It is very difficult to analyze a problem afterwards if no logs are available. One can only guess what can be and what not.
It is normal that only the primary controller is displayed for an AP in status down. So you can see where the AP was connected when it was in status up.
So in cluster operation the AP stores the IP addresses of both cluster members in the nodelist and tries to connect to its primary controller after a reboot. If the primary controller is not reachable, the AP tries to connect to the secondary controller. If the secondary controller is also not reachable, the AP tries to connect to the aruba master that it finds via ADP - in your case via DNS. If it cannot connect to any controller, the AP boots.
In your case the AP could not connect to any controller and ended up in a boot loop. Can you eliminate wired network as the cause of the error? Is it possible that the AP did not reach the controllers on the transport layer? Possibly because of a firewall or routing problem?
So the controller controllers definitely do not need to be rebooted on schedule.
For the configuration, contact a local Aruba partner, maybe your configuration needs to be redisigned.
------------------------------
Regards,
Waldemar
ACCX # 1377, ACEP, ACA - Network Security
If you find my answer useful, consider giving kudos and/or mark as solution
------------------------------
Original Message:
Sent: Mar 03, 2023 10:52 AM
From: bkw1227
Subject: DHCP or Controllers
I have 17 AOS clustered controllers at 8.6. code.

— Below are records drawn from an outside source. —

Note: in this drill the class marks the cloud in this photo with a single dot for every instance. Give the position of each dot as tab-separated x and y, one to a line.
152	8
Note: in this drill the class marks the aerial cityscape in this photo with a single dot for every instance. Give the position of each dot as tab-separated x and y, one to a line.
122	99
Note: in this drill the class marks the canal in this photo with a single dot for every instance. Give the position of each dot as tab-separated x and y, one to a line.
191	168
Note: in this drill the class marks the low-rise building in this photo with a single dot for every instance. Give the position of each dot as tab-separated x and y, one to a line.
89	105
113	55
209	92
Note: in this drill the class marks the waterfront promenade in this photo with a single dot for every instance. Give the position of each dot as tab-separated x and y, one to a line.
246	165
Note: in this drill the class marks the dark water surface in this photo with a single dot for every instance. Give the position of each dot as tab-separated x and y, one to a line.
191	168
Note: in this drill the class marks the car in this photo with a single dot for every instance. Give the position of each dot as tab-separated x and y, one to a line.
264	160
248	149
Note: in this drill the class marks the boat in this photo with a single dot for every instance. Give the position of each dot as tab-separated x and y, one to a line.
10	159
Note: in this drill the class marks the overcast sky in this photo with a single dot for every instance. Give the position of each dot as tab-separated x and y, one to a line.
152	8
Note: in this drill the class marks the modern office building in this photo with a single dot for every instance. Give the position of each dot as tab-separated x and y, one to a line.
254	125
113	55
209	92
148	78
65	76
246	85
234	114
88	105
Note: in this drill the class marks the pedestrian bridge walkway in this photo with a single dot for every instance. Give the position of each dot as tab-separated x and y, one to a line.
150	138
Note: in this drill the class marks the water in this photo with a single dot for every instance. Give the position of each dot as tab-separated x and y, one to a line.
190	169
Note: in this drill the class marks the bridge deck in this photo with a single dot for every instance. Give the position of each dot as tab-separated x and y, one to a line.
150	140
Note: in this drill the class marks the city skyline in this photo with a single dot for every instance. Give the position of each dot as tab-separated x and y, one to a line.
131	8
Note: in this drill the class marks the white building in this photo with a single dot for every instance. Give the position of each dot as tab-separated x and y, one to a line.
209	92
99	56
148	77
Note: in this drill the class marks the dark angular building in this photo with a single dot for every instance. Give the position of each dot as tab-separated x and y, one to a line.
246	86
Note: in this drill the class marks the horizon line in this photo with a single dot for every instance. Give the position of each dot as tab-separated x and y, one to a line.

We were experiencing a situation where some access points would not get back on the network after a power outage at a some schools. The AP's would boot up, grab an IP, resolve the master DNS , reboot grab a different IP. We spent hours troubleshooting the DHCP. I later to a hard look at the cli output from show AP database long and noticed that the AP's that were down didn't have a backup IP. At that point took a look at the cluster of controllers. I noticed that one of the 17 controllers had 0 AP's and 0 users. Called support and the controller was rebooted. All of the down AP's returned to an up state. There was no crash info, and I was asked to download logs on the rebooted controller.
Can some one help me understand why with 17 controllers clustered the AP's could not get back on the network?
Is it the configuration?
A bug in the software?
Do the controllers need to rebooted on schedule?
Thanks